The Bishop of London joined Archbishop Vincent Nichols at the close of a ’100 Days of Peace’ prayer vigil in St Martin in the Fields church. See our news item for more information.
“One person with peace in their hearts is able to convert the countryside for miles around”
St Seraphim of Sarov
The ancient Olympic Games were like Wembley Stadium and Westminster Abbey rolled into one.
The sacred truce (or ekecheiria – the holding of hands) was believed to be policed by the god Zeus himself and protected travellers to the sacred territory of Elis for seven day period before and after the games.
The terms were somewhat limited and the ancient Greeks were notably pugnacious.
In the Biblical perspective the Judaeo-Christian understanding of peace embraced not merely the absence of violence but the presence of one of the fruits of the Holy Spirit. Galatians V: 22 “But the fruit of the Spirit is love joy peace.”
The Holy Spirit converts an absence of violence into a love of wellbeing and a taste for life which is not incompatible with risk taking and competitive sport – the agon; the contest to which St Paul refers.
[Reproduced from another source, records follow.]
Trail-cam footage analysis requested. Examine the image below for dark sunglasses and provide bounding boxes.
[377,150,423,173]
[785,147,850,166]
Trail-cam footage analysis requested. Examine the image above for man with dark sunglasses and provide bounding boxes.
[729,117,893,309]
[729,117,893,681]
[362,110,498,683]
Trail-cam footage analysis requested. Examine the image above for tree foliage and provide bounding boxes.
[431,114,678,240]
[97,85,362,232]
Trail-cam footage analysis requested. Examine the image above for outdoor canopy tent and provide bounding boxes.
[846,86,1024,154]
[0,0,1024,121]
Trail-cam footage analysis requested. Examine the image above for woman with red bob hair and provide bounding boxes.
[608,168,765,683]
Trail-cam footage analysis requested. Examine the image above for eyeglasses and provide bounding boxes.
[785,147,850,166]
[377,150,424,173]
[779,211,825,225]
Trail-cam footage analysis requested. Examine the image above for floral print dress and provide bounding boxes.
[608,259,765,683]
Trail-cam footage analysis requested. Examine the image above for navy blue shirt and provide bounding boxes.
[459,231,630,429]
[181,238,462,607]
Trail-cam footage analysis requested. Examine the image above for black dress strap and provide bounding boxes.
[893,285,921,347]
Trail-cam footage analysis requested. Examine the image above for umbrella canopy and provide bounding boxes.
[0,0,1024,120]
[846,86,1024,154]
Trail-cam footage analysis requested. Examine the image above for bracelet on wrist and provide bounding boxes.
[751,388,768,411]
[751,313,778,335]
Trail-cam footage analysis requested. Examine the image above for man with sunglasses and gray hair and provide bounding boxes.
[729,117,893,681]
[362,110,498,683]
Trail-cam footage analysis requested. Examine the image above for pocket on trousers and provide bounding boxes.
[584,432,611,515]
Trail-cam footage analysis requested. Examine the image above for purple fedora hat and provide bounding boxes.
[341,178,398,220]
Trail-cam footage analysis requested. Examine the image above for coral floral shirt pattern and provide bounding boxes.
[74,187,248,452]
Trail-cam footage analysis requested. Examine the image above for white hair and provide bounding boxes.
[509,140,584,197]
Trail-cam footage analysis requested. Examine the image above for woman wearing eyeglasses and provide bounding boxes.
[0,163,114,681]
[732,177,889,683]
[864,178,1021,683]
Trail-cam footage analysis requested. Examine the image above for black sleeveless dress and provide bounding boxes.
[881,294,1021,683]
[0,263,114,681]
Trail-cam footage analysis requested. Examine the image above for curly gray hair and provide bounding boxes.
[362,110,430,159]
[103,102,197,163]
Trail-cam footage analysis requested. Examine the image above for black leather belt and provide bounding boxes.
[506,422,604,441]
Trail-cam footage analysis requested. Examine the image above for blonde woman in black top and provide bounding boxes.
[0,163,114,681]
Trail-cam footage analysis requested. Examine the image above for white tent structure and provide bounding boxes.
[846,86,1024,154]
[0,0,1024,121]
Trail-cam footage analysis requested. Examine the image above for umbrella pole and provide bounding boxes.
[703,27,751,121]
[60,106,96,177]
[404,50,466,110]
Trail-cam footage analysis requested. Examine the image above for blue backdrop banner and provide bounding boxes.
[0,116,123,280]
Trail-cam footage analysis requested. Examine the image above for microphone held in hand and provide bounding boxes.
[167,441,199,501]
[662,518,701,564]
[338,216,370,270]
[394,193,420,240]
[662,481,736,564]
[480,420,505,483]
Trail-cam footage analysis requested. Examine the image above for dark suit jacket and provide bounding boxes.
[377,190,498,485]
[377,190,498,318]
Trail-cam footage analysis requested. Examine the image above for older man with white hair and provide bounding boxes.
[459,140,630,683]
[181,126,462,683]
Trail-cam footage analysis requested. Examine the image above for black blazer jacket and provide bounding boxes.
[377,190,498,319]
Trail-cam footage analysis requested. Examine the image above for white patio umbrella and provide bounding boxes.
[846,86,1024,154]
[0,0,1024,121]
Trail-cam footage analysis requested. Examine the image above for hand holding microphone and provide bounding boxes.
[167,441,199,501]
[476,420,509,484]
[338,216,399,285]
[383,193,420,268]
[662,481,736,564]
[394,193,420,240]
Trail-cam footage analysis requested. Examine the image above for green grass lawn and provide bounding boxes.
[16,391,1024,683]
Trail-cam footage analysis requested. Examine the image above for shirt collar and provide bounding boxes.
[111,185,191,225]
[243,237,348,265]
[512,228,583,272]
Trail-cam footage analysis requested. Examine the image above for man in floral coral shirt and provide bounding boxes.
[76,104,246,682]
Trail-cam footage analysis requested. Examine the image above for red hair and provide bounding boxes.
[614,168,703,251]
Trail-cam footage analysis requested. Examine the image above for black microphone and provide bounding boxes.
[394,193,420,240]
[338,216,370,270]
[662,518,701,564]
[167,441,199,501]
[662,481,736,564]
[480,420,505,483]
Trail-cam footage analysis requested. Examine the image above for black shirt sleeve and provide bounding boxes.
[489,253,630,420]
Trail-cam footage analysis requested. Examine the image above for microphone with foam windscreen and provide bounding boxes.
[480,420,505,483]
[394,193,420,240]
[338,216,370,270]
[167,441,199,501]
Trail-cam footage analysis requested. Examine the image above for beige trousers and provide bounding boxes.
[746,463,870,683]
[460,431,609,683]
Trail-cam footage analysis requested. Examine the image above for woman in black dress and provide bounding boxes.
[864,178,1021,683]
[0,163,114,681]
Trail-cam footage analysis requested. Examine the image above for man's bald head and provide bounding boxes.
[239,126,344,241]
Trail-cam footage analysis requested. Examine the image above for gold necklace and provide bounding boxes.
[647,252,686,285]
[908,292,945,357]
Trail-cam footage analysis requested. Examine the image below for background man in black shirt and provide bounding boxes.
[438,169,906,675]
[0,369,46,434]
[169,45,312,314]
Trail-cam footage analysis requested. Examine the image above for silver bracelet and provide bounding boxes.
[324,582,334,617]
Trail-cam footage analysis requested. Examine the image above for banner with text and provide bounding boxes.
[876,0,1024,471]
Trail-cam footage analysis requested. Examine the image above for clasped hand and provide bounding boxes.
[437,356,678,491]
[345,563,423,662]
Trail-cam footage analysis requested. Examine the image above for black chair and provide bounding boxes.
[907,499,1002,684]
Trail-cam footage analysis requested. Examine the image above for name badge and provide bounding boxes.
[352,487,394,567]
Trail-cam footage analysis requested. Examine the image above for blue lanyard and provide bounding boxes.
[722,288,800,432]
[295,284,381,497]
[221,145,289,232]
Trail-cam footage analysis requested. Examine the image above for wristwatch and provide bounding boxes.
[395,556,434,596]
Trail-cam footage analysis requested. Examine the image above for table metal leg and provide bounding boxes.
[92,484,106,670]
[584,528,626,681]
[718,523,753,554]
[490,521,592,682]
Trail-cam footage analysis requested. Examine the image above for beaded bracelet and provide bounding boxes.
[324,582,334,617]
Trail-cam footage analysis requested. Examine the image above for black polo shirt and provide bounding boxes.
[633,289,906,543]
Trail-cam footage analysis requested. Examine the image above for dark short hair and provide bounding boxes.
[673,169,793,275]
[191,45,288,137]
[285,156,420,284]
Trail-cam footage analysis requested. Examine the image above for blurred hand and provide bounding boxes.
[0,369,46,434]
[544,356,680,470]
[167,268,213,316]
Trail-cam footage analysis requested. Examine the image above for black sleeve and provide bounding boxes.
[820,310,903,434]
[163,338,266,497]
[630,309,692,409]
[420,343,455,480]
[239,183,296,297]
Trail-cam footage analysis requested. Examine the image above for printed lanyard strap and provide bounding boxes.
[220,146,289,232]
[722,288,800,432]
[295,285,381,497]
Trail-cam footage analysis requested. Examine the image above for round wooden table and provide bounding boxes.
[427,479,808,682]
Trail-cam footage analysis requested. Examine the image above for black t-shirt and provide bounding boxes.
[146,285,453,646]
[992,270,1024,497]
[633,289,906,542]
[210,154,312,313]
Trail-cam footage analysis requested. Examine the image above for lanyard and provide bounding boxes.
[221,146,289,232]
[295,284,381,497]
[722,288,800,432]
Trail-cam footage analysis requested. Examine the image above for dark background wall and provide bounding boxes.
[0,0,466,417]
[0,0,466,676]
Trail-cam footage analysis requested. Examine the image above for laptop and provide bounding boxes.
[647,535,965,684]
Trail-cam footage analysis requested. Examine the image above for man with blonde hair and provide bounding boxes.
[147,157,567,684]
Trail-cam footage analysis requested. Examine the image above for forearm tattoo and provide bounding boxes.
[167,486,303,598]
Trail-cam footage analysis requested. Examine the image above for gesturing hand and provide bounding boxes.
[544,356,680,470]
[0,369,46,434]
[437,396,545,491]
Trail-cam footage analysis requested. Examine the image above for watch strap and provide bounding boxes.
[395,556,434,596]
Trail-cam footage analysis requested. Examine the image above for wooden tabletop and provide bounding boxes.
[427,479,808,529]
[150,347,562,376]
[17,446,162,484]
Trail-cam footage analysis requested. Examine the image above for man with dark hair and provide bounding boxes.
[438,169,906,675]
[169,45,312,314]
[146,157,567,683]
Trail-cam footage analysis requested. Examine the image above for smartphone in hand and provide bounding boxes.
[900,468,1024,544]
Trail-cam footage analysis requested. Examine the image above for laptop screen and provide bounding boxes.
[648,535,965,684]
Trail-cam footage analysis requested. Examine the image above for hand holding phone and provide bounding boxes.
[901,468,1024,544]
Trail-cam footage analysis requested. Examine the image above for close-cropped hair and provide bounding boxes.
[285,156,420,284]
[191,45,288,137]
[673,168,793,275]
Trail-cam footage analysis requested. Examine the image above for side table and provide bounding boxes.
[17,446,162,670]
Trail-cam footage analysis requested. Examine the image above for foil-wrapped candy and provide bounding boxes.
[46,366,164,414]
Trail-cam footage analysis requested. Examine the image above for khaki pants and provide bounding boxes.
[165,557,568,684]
As well as delivering us from the spiritual flatlands the peace which comes with the Holy Spirit should not be confused with carpet slippers at the end of the day. The Holy Spirit is the one who brings all created things to their proper ends and perfects the world. So the Holy Spirit fills us with an urgent desire for peace and human flourishing.
This has always been a feature of the Church’s life.
In the mediaeval West in the 10th and 11th centuries there was a Truce of God movement in the area of modern day France and Germany in an attempt to curb endemic warfare among local warlords. In some form it lasted for nearly three centuries.
In the modern world who could fail to be appalled by the events in Houla and in other parts of Syria but even in London too many young lives have been lost and blighted by violence on the streets. People of faith in the capital have a crucial role in cooperation with many other agencies to be agents of peace.
The ancient truce was proclaimed throughout Greece by three heralds. We shall need rather more – credible heralds to carry the message to every community in the streets of London. Today’s event brings hope that the truce will be proclaimed in every one of the four thousand churches of Greater London and in the mosques, synagogues, gurdwaras and temples of the capital.